DaemonicSigil comments on Counting arguments provide no evidence for AI doom

DaemonicSigil 28 Feb 2024 0:18 UTC
LW: 2 AF: 1
−1
AF

More generally, John Miller and colleagues have found training performance is an excellent predictor of test performance, even when the test set looks fairly different from the training set, across a wide variety of tasks and architectures.

Seems like figure 1 from Miller et al is a plot of test performance vs. “out of distribution” test performance. One might expect plots of training performance vs. “out of distribution” test performance to have more spread.
- Nora Belrose 28 Feb 2024 0:33 UTC
  LW: 1 AF: 1
  0
  AF Parent
  I doubt there would be much difference, and I think the alignment-relevant comparison is to compare in-distribution but out-of-sample performance to out-of-distribution performance. We can easily do i.i.d. splits of our data, that’s not a problem. You might think it’s a problem to directly test the model in scenarios where it could legitimately execute a takeover if it wanted to.
  - Donald Hobson 15 Mar 2024 21:15 UTC
    LW: 2 AF: 1
    0
    AF Parent
    Taking IID samples can be hard actually. Suppose you train an LLM on news articles. And each important real world event has 10 basically identical news articles written about it. Then a random split of the articles will leave the network being tested mostly on the same newsworthy events that were in the training data.
    This leaves it passing the test, even if it’s hopeless at predicting new events and can only generate new articles about the same events.
    When data duplication is extensive, making a meaningful train/test split is hard.
    If the data was perfect copy and paste duplicated, that could be filtered out.

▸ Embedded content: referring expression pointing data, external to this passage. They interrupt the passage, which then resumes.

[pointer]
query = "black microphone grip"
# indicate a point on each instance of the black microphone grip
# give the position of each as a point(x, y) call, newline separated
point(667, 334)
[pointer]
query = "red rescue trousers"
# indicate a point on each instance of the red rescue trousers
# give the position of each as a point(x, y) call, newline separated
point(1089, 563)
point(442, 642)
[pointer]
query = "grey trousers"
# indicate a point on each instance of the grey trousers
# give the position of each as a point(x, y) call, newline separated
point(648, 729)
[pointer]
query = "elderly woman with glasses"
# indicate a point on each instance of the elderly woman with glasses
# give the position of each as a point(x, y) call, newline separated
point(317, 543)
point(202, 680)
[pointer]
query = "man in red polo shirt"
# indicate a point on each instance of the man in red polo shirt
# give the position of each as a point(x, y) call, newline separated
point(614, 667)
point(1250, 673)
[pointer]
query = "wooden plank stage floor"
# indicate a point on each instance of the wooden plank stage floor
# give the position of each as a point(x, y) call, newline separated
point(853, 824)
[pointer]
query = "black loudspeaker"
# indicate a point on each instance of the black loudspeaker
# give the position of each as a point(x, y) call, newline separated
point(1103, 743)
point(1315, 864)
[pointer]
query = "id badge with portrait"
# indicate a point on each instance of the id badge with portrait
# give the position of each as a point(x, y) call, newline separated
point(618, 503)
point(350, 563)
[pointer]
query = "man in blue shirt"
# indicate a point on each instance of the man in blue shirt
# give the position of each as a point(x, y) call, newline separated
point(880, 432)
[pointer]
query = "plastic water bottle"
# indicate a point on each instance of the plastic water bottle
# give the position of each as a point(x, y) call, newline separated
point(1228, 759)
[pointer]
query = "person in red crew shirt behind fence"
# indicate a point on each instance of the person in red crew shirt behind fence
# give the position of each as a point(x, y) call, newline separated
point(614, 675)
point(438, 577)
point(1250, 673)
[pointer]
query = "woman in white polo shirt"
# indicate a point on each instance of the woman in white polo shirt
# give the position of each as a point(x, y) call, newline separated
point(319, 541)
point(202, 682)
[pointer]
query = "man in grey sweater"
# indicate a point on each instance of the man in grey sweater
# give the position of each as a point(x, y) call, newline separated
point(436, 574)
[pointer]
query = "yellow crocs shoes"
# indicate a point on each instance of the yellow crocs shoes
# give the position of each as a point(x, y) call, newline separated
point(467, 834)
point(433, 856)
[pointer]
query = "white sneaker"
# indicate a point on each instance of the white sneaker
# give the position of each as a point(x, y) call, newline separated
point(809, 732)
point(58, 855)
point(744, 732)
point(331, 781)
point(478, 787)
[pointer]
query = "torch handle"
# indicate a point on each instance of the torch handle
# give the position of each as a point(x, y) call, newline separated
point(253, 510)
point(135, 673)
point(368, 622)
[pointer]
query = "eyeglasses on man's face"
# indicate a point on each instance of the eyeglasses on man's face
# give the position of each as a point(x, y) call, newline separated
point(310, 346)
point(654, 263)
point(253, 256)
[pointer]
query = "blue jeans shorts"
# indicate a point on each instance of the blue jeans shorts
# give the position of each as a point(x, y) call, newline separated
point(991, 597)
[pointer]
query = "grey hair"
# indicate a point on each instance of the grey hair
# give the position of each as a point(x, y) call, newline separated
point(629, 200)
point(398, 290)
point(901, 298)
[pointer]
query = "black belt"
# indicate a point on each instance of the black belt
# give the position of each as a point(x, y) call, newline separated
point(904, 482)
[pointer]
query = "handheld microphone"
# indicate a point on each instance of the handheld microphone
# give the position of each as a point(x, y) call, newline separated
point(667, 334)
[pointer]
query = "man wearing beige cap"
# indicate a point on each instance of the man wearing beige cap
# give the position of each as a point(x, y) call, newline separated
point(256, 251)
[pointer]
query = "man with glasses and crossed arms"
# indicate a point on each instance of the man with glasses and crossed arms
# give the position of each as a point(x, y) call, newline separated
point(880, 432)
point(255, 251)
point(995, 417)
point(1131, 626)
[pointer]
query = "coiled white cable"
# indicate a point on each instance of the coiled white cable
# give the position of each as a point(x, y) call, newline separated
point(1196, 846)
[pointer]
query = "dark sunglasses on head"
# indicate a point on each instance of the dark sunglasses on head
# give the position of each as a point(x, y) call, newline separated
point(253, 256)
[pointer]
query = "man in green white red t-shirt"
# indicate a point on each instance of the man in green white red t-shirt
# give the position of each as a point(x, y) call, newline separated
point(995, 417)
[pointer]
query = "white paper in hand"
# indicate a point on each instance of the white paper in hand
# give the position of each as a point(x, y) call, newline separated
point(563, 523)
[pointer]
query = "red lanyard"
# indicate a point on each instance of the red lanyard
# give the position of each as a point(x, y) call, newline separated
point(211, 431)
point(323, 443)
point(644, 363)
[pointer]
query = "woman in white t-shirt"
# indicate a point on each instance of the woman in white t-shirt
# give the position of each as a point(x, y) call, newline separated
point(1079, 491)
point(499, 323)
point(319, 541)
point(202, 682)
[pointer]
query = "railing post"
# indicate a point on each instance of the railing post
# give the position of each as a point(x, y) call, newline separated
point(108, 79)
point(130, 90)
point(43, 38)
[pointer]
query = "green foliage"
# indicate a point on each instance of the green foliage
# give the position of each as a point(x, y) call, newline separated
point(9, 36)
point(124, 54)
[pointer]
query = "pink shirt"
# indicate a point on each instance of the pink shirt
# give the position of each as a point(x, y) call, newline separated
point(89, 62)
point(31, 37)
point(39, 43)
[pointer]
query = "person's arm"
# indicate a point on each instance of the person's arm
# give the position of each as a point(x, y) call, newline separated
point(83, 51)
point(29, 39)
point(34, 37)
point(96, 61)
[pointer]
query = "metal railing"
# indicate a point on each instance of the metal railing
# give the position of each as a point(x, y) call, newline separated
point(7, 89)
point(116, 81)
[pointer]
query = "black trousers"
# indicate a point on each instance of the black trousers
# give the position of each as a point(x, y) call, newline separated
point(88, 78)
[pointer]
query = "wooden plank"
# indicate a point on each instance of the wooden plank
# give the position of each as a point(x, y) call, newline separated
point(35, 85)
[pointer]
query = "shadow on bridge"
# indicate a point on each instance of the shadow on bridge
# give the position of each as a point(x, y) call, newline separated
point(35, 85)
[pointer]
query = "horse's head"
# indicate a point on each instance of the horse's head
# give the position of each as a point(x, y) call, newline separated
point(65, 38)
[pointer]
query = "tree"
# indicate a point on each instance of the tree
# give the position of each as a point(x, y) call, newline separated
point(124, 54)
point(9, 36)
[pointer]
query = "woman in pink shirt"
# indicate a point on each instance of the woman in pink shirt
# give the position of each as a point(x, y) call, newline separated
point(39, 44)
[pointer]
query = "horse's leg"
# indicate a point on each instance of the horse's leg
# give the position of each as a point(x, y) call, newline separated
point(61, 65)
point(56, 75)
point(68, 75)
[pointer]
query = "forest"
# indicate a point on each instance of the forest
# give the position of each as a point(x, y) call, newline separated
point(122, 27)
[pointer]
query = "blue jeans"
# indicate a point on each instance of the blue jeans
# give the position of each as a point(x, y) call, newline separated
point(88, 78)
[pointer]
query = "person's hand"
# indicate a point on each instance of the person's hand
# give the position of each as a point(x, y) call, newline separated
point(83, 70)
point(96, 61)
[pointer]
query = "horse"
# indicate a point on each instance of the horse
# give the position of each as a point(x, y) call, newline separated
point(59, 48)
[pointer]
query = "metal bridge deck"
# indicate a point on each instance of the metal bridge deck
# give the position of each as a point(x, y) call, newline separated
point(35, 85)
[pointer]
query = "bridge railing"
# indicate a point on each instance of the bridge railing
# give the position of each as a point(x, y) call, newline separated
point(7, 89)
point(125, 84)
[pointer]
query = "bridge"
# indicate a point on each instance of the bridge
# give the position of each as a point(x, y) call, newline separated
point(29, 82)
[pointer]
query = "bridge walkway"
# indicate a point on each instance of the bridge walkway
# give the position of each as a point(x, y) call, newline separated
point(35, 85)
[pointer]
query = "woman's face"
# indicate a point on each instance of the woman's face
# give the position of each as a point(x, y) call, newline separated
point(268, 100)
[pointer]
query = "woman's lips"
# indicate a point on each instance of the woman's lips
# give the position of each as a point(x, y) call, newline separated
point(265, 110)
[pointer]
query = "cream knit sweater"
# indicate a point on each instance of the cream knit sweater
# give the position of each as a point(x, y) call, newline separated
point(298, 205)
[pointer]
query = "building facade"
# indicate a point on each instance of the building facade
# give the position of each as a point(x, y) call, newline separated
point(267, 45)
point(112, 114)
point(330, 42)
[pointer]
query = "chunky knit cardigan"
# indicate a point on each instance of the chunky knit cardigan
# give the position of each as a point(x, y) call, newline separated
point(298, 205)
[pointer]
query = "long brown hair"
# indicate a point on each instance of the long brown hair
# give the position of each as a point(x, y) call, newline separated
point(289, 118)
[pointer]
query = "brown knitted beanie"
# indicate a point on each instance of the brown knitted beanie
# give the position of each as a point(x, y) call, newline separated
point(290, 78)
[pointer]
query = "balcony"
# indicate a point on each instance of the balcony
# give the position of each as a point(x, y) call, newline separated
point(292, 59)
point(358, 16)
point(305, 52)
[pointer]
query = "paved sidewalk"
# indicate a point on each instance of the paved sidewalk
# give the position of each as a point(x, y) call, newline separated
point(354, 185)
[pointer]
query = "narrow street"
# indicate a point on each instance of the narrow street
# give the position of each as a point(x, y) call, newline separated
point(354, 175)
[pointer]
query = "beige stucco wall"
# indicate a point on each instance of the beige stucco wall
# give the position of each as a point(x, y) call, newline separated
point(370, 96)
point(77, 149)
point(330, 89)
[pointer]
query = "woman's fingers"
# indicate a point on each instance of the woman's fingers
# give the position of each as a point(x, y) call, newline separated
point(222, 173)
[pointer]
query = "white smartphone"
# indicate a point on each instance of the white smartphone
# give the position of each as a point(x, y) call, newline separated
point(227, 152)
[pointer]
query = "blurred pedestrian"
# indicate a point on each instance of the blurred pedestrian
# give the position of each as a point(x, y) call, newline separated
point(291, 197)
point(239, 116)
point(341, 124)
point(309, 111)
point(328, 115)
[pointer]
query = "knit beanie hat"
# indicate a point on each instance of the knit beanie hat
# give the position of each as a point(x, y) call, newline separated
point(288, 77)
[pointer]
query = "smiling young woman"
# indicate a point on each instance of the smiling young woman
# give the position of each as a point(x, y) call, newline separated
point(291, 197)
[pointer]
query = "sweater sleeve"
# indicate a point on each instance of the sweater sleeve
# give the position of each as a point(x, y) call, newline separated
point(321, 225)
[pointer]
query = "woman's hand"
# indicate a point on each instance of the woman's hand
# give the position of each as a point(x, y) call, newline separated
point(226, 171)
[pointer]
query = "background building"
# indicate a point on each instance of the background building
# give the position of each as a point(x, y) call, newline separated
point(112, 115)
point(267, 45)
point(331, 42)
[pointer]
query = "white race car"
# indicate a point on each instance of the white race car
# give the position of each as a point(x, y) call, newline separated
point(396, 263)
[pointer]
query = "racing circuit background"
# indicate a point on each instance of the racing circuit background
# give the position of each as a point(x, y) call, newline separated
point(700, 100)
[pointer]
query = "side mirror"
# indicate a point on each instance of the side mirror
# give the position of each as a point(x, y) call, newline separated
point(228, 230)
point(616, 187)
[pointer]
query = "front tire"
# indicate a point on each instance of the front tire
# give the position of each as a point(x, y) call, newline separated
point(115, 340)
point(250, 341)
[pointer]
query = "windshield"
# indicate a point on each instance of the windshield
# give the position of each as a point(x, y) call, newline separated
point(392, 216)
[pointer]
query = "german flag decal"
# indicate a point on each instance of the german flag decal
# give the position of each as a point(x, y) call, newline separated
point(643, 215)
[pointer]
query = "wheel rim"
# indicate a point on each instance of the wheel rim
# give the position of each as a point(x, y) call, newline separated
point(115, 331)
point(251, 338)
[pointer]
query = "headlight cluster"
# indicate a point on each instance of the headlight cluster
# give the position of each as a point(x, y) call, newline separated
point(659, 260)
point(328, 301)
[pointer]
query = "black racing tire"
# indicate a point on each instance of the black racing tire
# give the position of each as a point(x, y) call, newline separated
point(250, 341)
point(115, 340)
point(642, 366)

But often things are rephrased a bit.
  - Noosphere89 28 Feb 2024 1:00 UTC
    2 points
    0
    Parent
    I actually wish this is done sometime in the future, but I’m okay with focusing on other things for now.
    
    (specifically the Training vs Out Of Distribution test performance experiment, especially on more realistic neural nets.)
  - DaemonicSigil 28 Feb 2024 0:56 UTC
    2 points
    0
    Parent
    Fair enough for the alignment comparison, I was just hoping you could maybe correct the quoted paragraph to say “performance on the hold-out data” or something similar.
    
    (The reason to expect more spread would be that training performance can’t detect overfitting but performance on the hold-out data can. I’m guessing some of the nets trained in Miller et al did indeed overfit (specifically the ones with lower performance).)